En 2020, 654 000 personnes sont décédées en France, toutes causes confondues. L’Institut compte donc 55 000 décès de plus qu’en 2019, soit une hausse de 9,2 %.

Pourtant, la France affiche un nombre de décès liés au Covid-19 en 2020 bien supérieur, d’environ 65.000 morts, selon le recensement de Santé Publique France.

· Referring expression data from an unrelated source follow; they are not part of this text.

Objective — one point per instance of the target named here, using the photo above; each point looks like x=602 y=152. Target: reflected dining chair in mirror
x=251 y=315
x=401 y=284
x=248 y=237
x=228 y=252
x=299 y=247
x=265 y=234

Pour France Meslé, chercheuse à l’INED citée dans Le Monde, la France apparait comme « un cas particulier, avec des morts dues à la pandémie bien supérieures au bilan global des décès : dans la plupart des autres pays, c’est l’inverse ». Le New York Times et le Financial Times avaient déjà eu l’occasion de souligner cette particularité française. A l’opposé, certains pays comme la Russie, ont dû admettre une sous-évaluation des décès avec plus de 400 000 décès sur l’année 2020, pour un bilan officiel de 90 000 décès liés au Covid-19.

Trois pistes d’explication

Comment expliquer cette spécificité française ? La première, déjà régulièrement avancée (mais qui n’est pas propre à la France), tient au fait que d’autres pathologies ou causes de décès ont diminué l’an dernier. L’épidémie de grippe saisonnière de l’hiver 2019-2020, par exemple, « n’a pas occasionné de surmortalité notable au début de l’année 2020 ». La piste d’une compétition entre Sars-Cov-2 et les virus de la grippe saisonnière, mais aussi celle de l’efficacité des gestes barrières est signalée. Autre élément à prendre en compte (dans une certaine mesure) la baisse des décès liés aux accidents de la route.

En novembre dernier, l’OCDE avait en outre souligné que la surmortalité française (moins importante que celle affichée en Belgique, Royaume-Uni, Italie ou Espagne) pouvait être expliquée par une meilleure prise en charge des infarctus, AVC, ou autres maladies chroniques par le système hospitalier français, même au pic de la vague.

Des patients qui « seraient de toute façon décédés en 2020 »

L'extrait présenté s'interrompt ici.